Adams Area Fire District Chief Bill Hayes told the supervisors that his firefighters responded to 654 calls in 2012 and logged 3,000 hours of training.
He said the fire district also sold a tanker and engine for 85 percent of their value, and had another engine refurbished.
Hayes also said the fire district streamlined expenses and finished 2012 under budget. He said ther department’s membership has risen in the past three months, increasing by one or two new firefighters each month.
For 2013, Adams Area is planning the renovation of its Mars and Valencia fire halls, Hayes said.
Regarding response times, Hayes said Adams Area arrives on a call about seven minutes after dispatch. Huffman said Callery’s response time is about 9 minutes.
Like most fire departments, Callery must wait for firefighters to arrive at the fire hall to respond to a call, Huffman said.

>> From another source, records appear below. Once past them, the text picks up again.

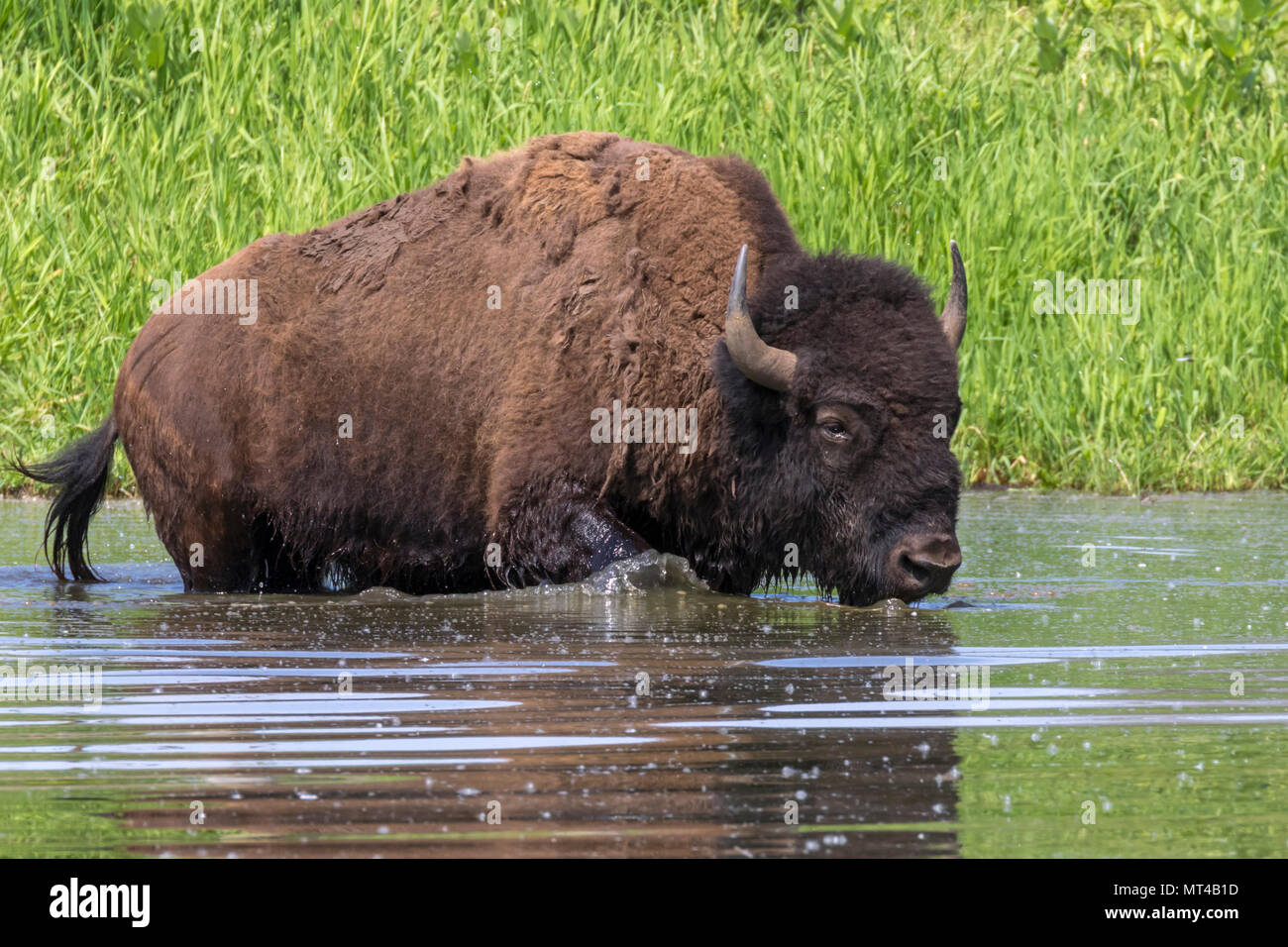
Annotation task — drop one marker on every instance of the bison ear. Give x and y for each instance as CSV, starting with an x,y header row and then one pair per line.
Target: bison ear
x,y
755,359
953,318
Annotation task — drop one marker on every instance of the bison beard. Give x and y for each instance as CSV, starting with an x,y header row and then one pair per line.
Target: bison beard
x,y
412,405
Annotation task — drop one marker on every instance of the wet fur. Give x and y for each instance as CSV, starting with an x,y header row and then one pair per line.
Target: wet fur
x,y
472,425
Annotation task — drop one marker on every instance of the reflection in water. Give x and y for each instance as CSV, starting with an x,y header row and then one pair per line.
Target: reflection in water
x,y
639,714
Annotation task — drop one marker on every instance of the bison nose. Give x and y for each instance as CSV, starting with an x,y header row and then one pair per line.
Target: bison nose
x,y
923,564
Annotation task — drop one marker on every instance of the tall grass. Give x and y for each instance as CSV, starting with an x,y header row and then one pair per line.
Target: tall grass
x,y
884,128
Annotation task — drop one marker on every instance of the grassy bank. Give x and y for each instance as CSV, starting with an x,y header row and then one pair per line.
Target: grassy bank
x,y
138,142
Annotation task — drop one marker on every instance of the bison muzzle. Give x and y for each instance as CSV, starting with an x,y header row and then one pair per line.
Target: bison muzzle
x,y
549,360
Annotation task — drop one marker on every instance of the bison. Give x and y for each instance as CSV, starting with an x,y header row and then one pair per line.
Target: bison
x,y
548,361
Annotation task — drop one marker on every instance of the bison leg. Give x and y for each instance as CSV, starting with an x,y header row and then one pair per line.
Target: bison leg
x,y
561,534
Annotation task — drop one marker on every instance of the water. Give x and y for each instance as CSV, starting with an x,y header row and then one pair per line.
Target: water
x,y
1136,705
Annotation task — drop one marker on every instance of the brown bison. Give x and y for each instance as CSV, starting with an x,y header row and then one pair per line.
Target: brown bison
x,y
528,369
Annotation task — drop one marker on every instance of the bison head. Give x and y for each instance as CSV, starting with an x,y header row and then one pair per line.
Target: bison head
x,y
840,428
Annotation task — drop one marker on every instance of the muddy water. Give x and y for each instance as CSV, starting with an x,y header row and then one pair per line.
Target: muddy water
x,y
1122,689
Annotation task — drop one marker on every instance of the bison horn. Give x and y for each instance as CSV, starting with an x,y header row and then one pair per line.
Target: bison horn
x,y
954,311
759,361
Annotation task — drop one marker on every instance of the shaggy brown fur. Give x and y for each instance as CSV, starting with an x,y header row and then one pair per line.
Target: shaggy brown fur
x,y
472,424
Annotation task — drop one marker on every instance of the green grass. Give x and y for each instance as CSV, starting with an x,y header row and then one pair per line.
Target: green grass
x,y
1113,163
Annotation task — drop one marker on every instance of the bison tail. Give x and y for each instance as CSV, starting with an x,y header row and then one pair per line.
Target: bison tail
x,y
80,471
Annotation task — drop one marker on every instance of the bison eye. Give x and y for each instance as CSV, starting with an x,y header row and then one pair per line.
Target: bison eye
x,y
833,429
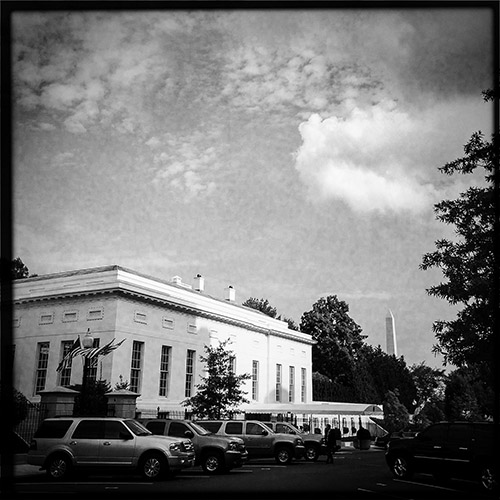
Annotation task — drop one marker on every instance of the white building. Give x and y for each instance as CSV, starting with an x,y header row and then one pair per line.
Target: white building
x,y
165,326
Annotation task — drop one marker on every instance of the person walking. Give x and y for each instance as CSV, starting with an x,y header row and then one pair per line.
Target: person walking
x,y
330,444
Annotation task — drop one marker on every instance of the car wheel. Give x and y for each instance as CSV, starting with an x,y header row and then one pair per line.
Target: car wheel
x,y
312,453
58,467
283,456
401,467
153,467
212,463
489,478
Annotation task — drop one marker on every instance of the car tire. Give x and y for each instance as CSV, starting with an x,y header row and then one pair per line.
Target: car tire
x,y
153,467
401,467
312,453
58,467
488,477
212,463
283,455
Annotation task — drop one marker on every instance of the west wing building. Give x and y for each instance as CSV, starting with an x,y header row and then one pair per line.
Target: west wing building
x,y
164,326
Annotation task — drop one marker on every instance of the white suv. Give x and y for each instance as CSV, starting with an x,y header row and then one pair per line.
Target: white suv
x,y
61,445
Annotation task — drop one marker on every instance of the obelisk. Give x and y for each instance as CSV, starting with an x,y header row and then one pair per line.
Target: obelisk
x,y
390,332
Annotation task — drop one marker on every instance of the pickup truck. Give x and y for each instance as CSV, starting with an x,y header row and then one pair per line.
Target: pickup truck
x,y
216,454
260,441
314,443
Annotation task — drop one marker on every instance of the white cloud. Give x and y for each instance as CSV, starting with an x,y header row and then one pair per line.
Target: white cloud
x,y
364,161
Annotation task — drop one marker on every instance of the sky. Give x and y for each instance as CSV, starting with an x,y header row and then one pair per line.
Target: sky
x,y
290,153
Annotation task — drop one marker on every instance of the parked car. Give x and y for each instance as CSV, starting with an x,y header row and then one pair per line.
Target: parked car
x,y
260,441
214,453
448,450
382,441
314,443
66,444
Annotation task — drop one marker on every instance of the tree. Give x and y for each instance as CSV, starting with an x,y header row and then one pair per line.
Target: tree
x,y
19,269
261,305
468,263
396,416
220,394
338,338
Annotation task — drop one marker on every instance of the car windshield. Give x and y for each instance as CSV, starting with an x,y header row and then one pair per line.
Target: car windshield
x,y
200,430
137,428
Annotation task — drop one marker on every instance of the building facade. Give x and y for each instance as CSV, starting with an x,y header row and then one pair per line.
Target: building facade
x,y
164,325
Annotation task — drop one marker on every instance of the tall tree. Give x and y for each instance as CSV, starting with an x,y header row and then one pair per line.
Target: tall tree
x,y
220,394
19,269
468,263
261,305
338,338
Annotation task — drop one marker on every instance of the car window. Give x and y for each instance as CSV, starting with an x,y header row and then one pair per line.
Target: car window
x,y
115,430
435,433
460,434
89,429
137,428
234,428
53,429
156,427
177,429
254,429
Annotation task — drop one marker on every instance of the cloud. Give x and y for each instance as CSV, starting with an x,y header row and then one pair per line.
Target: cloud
x,y
364,161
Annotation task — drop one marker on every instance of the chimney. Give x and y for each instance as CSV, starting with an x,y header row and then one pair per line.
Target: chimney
x,y
230,294
199,283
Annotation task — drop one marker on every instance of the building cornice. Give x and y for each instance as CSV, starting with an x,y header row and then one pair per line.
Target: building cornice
x,y
117,281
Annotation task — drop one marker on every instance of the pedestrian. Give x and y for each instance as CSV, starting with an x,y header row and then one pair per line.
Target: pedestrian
x,y
330,444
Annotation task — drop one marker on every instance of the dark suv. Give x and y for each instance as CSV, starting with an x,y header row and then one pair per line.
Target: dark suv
x,y
260,441
448,449
65,444
214,453
314,443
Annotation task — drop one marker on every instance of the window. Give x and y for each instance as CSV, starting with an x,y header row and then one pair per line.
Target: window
x,y
164,370
234,428
70,316
189,372
254,429
255,380
278,383
95,313
93,363
167,323
177,429
156,427
136,366
41,366
140,318
291,385
46,318
303,386
65,374
89,429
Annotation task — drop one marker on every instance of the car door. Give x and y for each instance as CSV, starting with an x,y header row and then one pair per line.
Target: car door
x,y
258,439
117,447
457,454
429,448
85,441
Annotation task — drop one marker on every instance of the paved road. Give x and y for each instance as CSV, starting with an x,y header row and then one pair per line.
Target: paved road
x,y
355,474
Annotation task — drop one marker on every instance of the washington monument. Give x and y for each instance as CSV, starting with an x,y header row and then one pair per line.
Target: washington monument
x,y
390,332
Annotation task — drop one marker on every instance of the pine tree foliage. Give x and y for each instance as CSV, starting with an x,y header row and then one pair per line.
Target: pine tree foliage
x,y
220,394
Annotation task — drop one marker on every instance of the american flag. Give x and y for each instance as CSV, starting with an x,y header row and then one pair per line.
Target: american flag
x,y
89,353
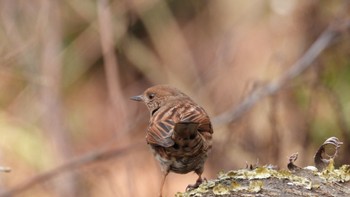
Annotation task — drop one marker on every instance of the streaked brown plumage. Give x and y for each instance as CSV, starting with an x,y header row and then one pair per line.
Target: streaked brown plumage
x,y
179,131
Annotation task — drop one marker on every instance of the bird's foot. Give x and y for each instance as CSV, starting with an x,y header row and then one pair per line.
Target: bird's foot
x,y
194,186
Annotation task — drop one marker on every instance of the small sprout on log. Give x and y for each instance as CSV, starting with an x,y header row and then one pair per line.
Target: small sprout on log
x,y
291,166
5,169
322,157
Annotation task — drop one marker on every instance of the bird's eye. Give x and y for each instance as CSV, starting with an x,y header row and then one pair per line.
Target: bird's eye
x,y
151,96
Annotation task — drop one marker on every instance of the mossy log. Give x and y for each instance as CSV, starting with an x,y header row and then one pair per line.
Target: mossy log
x,y
266,181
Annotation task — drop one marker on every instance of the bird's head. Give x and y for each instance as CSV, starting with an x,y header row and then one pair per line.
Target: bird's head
x,y
157,96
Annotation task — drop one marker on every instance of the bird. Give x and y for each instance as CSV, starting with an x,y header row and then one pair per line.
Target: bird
x,y
179,132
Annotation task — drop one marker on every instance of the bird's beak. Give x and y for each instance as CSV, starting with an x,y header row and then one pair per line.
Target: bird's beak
x,y
137,98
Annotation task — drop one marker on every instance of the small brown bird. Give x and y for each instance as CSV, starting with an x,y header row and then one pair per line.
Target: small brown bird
x,y
179,131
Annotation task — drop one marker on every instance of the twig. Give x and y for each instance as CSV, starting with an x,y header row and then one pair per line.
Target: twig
x,y
95,156
334,30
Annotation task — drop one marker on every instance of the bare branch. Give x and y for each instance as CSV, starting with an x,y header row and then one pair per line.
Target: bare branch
x,y
334,30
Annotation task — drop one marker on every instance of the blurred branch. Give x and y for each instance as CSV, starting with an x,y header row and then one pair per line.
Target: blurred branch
x,y
96,156
334,30
111,65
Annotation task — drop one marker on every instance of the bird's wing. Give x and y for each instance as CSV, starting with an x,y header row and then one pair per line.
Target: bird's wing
x,y
160,133
186,123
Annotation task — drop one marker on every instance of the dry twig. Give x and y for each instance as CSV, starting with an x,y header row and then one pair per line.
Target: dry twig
x,y
334,30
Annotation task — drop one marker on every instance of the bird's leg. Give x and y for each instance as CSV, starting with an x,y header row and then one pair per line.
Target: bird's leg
x,y
199,181
162,182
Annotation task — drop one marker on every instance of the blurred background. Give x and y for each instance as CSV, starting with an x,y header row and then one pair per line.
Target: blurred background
x,y
68,69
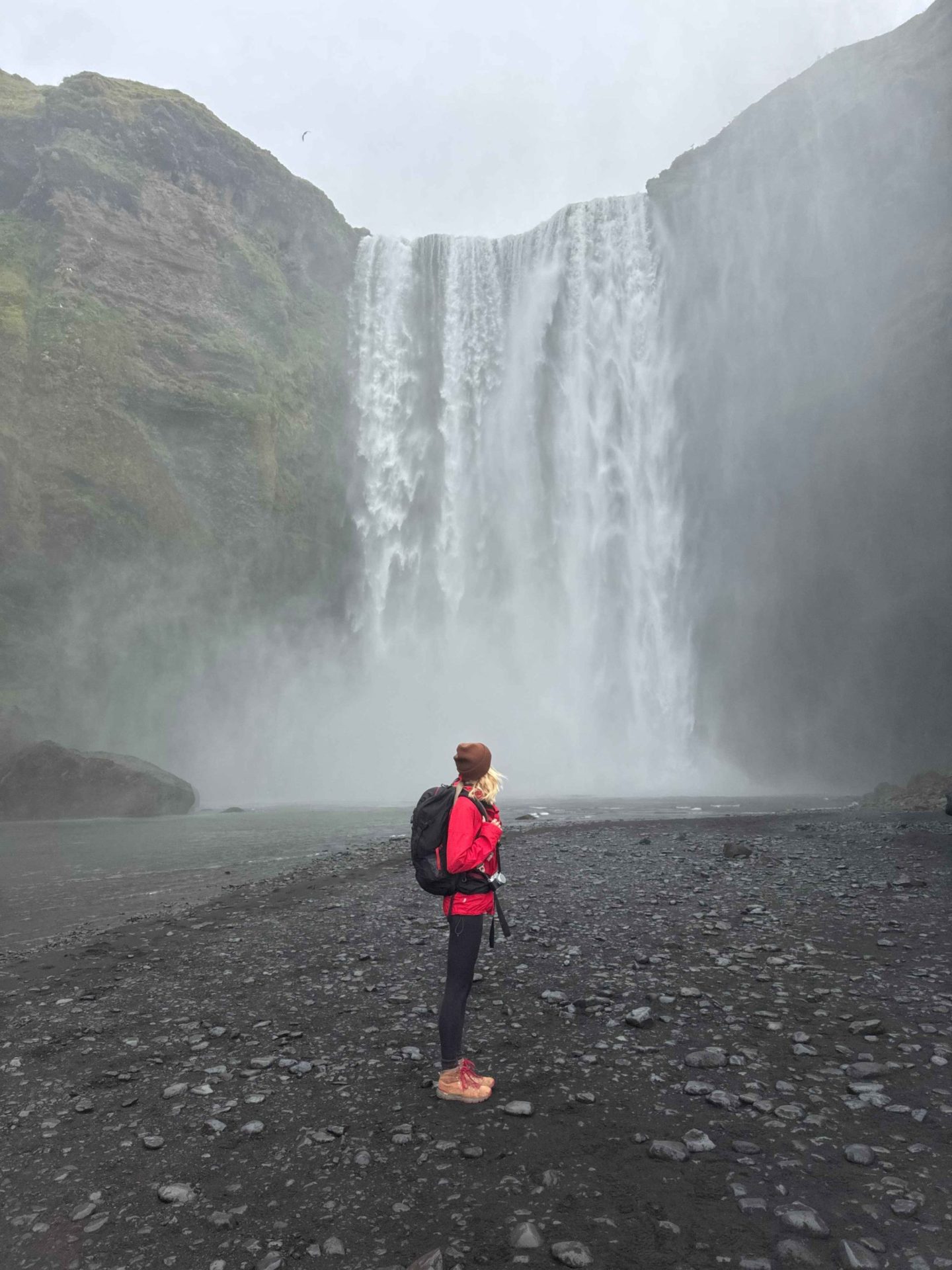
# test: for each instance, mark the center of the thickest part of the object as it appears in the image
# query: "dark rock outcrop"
(809, 272)
(926, 792)
(50, 783)
(173, 394)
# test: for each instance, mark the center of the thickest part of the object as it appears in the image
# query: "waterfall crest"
(518, 495)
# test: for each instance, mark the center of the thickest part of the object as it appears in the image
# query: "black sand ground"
(814, 974)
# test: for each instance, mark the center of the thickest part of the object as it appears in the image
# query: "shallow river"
(56, 875)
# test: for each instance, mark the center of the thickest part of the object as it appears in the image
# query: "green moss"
(18, 97)
(124, 99)
(24, 252)
(15, 300)
(85, 155)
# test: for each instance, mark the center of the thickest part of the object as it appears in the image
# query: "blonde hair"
(488, 786)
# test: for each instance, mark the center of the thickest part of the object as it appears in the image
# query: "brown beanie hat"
(473, 761)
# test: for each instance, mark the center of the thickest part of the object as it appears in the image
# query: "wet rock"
(856, 1256)
(796, 1253)
(865, 1068)
(177, 1193)
(50, 783)
(666, 1150)
(803, 1220)
(526, 1235)
(518, 1108)
(697, 1142)
(709, 1057)
(738, 851)
(428, 1261)
(571, 1253)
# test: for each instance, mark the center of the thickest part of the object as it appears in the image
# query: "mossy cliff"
(173, 337)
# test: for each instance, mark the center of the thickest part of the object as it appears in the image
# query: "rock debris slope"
(699, 1062)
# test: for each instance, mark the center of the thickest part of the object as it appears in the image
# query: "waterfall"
(518, 497)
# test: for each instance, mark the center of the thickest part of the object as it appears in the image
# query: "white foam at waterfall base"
(520, 507)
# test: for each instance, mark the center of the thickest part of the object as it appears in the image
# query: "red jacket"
(471, 841)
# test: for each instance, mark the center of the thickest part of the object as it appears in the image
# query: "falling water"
(518, 497)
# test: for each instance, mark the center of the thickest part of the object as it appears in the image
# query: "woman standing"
(471, 845)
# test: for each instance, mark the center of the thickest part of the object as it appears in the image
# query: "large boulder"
(50, 783)
(926, 792)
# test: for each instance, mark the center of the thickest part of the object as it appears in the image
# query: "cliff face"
(809, 269)
(173, 333)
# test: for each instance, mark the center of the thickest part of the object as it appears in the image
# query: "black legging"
(465, 939)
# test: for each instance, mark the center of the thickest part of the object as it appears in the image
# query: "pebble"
(804, 1220)
(856, 1256)
(571, 1253)
(799, 1254)
(666, 1150)
(697, 1141)
(526, 1235)
(177, 1193)
(428, 1261)
(710, 1057)
(518, 1108)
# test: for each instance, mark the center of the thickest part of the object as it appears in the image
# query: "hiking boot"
(461, 1085)
(465, 1064)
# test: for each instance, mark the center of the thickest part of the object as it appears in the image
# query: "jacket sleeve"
(470, 839)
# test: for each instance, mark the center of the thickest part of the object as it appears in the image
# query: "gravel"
(727, 1062)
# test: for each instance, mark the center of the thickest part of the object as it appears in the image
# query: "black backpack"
(428, 843)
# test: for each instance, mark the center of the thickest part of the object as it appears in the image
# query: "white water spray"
(520, 502)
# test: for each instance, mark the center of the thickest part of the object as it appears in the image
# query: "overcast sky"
(427, 114)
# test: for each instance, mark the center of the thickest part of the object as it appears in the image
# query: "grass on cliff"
(24, 255)
(18, 95)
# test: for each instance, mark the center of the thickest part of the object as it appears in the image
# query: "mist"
(424, 118)
(648, 494)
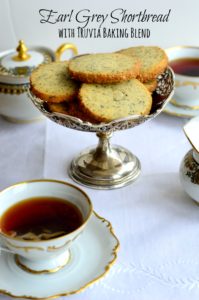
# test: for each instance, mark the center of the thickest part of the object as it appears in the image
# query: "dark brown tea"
(41, 218)
(186, 66)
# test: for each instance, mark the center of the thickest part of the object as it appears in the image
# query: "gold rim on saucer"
(106, 269)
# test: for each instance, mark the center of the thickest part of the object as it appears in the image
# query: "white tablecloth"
(156, 223)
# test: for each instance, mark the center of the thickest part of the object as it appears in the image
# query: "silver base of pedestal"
(114, 168)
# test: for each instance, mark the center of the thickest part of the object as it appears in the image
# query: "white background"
(19, 19)
(157, 224)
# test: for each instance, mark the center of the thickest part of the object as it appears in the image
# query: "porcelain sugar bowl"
(189, 169)
(15, 69)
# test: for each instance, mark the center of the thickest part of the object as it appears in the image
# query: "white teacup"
(52, 254)
(186, 87)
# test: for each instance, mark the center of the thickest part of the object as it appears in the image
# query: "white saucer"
(174, 110)
(92, 255)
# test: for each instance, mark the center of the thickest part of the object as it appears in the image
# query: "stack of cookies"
(101, 87)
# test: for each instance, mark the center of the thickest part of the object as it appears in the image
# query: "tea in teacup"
(41, 218)
(41, 229)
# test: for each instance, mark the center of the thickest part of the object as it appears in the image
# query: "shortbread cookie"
(108, 102)
(103, 68)
(70, 108)
(153, 61)
(151, 85)
(51, 82)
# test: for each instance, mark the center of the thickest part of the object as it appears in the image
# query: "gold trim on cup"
(55, 181)
(106, 269)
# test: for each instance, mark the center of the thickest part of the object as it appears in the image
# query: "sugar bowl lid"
(16, 66)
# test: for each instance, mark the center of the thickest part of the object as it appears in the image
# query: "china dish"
(91, 257)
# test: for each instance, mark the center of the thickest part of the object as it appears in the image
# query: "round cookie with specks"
(153, 61)
(107, 102)
(151, 85)
(51, 82)
(104, 68)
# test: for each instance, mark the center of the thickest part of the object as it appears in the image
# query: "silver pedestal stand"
(107, 166)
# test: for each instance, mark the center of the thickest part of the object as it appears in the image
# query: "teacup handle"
(63, 48)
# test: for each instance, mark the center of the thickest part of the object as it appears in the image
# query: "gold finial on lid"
(22, 52)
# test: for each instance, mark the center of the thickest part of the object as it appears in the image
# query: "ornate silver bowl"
(107, 166)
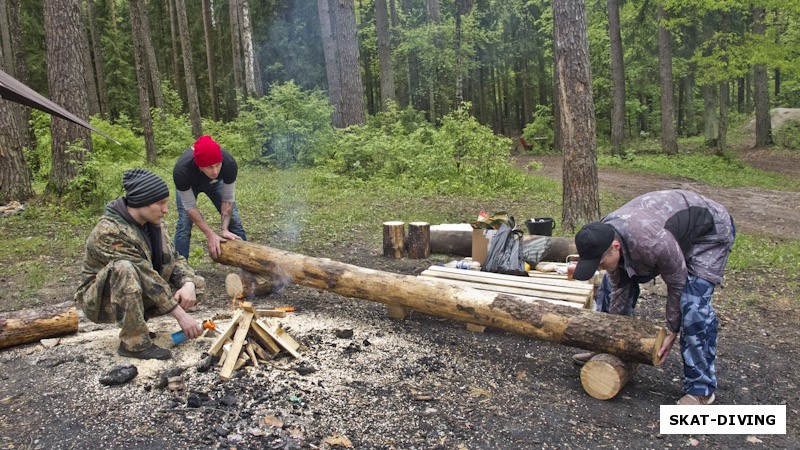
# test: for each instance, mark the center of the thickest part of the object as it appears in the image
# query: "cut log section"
(394, 239)
(419, 240)
(605, 375)
(629, 338)
(30, 325)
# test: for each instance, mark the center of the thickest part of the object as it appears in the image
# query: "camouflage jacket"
(672, 234)
(115, 238)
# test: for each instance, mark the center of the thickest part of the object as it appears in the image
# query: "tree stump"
(31, 325)
(419, 240)
(394, 239)
(605, 375)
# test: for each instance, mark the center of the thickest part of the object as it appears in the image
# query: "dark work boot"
(154, 352)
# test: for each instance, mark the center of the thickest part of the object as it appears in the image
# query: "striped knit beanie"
(143, 187)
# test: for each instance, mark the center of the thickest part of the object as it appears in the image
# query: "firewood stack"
(253, 337)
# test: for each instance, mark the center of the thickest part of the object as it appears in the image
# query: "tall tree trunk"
(94, 35)
(176, 65)
(331, 63)
(140, 59)
(618, 79)
(711, 133)
(352, 90)
(210, 62)
(154, 75)
(669, 137)
(92, 100)
(690, 121)
(581, 200)
(250, 62)
(236, 49)
(724, 99)
(384, 53)
(62, 23)
(188, 70)
(761, 89)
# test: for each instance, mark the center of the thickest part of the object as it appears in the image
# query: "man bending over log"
(682, 236)
(130, 266)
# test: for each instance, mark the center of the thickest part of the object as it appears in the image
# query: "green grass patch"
(710, 169)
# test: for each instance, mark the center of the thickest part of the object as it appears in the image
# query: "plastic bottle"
(466, 264)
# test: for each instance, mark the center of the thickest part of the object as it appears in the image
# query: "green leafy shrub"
(539, 134)
(788, 135)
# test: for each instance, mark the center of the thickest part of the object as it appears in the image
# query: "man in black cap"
(686, 239)
(130, 268)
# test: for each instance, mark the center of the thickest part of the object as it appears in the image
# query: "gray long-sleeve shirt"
(673, 234)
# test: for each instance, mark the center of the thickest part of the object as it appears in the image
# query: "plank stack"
(253, 337)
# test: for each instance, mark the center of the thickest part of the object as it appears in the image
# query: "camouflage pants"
(698, 331)
(121, 301)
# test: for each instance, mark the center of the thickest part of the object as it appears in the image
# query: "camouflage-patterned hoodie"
(118, 237)
(670, 233)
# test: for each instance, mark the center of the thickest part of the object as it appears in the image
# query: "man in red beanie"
(206, 167)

Hayes said Adams Area is able schedule a handful of firefighters to be on-site in the living quarters at the Mars station, and plans to add more on-site firefighters this year.
Supervisor Russ Ford said the supervisors and residents respect the volunteers and the time they serve.
He asked if the fire whistles, which for years were set off at the fire hall for each call, would be reactivated.
The fire chiefs said that technology precludes the need for public fire whistles, and while some miss them, they are unnecessary.
They said the whistles remain operational in case of a community emergency.